Et c’est là où le bât blesse car, au plan municipal, un candidat milliardaire se fera moins de souci qu’un candidat basique pour le remboursement de ses documents électoraux et, s’il a le moyen de s’offrir les services d’un mandataire pour la distribution des courriers de sa campagne, il n’a nul besoin d’avoir de militants pour le soutenir et leur payer des tournées. L’argent rend le jeu inégal. C’est encore plus vrai dans les pays où les financements occultes à coups de milliards peuvent placer à la tête de l’état un personnage soutenu par les mafias et là je ne peux pas dire « suivez mon regard » ou alors il faudrait que je louche.

J’aurais aimé poursuivre sur ce sujet mais le deuxième tour des élections a eu lieu, avec des résultats attendus. Pour les maires sortants qui ont été sortis et les autres candidats malchanceux, le réveil a dû être amer. Fidèle à mes habitudes, je passe du coq à l’âne en faisant un saut de plus deux siècles en arrière, pour rappeler que, quelles que soient les circonstances, la vie continue; voici un aperçu de ce qui se passait en France sur le plan administratif pendant la période révolutionnaire, plus précisément dans département du Gard. Le confinement ayant généré les contraintes que l’on sait pour les personnes qui souhaitaient se déplacer, rappelons d’abord que dans les situations exceptionnelles les contrôles policiers sont d’usage :

1792 - 2 Messidor - Obligation aux voyageurs de montrer leurs passeports aux gendarmes.

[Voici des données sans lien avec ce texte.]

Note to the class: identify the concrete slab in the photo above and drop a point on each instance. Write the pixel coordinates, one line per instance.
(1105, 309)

4 Messidor - Arrêté du Préfet du Gard relatif à la propagation de la vaccine.
7 Messidor - Arrêté de l’Administration Centrale du Gard concernant la perception de la taxe d’entretien des routes.
11 Messidor - Arrêté de l’Administration Centrale du Gard concernant la reddition des comptes des administrations municipales.

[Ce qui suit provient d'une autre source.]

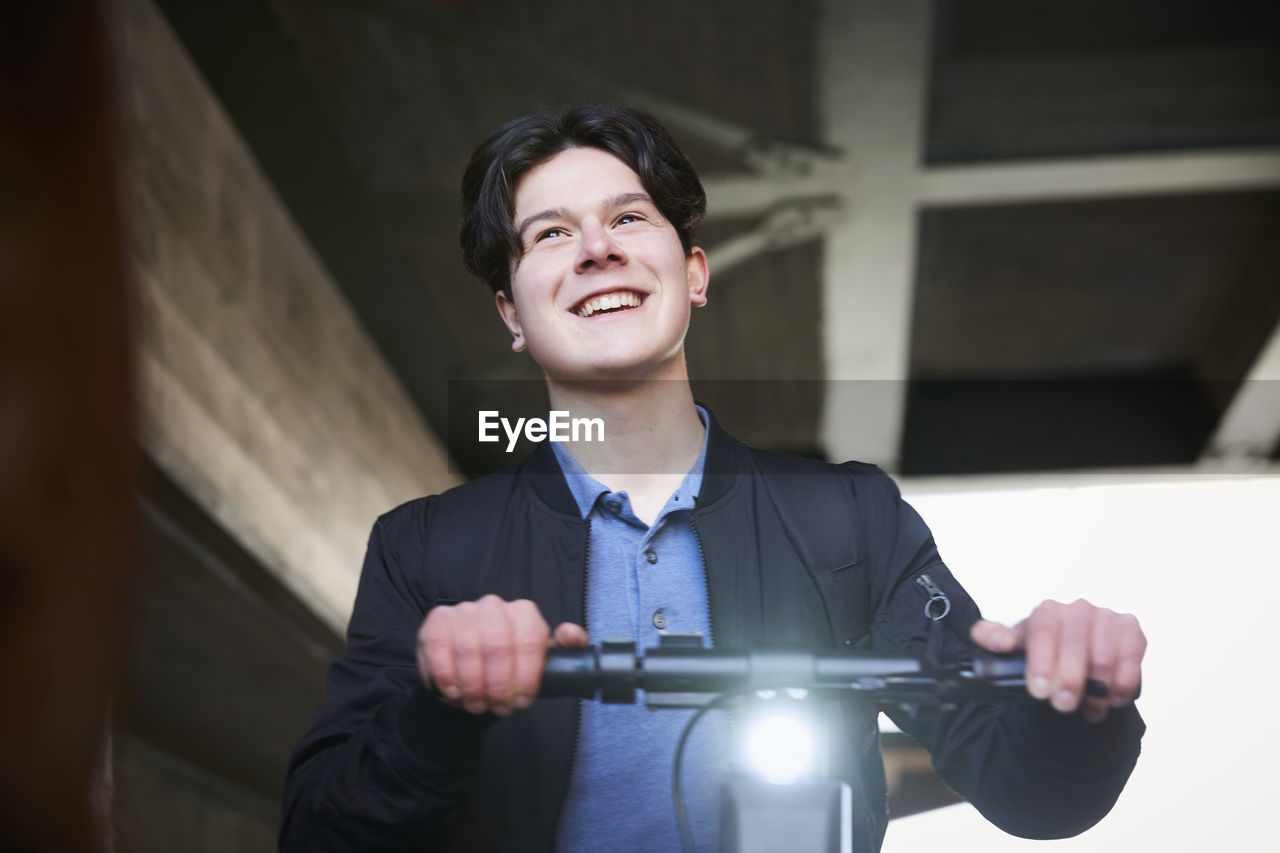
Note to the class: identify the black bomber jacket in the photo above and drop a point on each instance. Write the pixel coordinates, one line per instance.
(796, 552)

3 Thermidor - Adresse de l’administration Centrale du Gard aux réquisitionnaires, conscrits et déserteurs.
27 Thermidor - Achat des objets d’armement nécessaires aux bataillons auxiliaires du Gard.
4 Fructidor - Adjudication au rabais des effets d’habillement et d’équipement nécessaires aux bataillons auxiliaires du Gard.

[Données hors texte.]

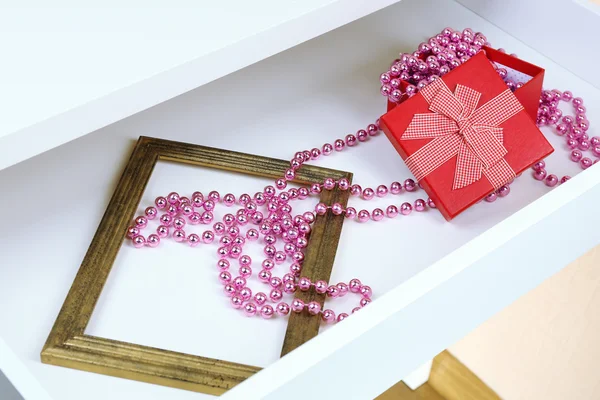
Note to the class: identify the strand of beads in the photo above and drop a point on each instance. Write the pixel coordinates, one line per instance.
(278, 226)
(448, 50)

9 Fructidor - Remise au jury dépendant de l’Administration Centrale des déclarations des biens en vue du paiement de la contribution foncière.
1793 - 22 Fructidor - Avis de l’Administration Centrale aux citoyens leur rappelant que l’An 7 est une année sextile comportant 6 jours complémentaires au lieu de 5…

L’épouse s’adressant au candidat aux élections - Ta profession de foi ? Mais tu n’as jamais parlé de la sorte !	- Qu'est-ce que cela fait !... Pour quelques jours !

- Ta profession de foi ? Mais tu n’as jamais parlé de la sorte ! - Qu'est-ce que cela fait !... Pour quelques jours ! Dessin de Cham (1876)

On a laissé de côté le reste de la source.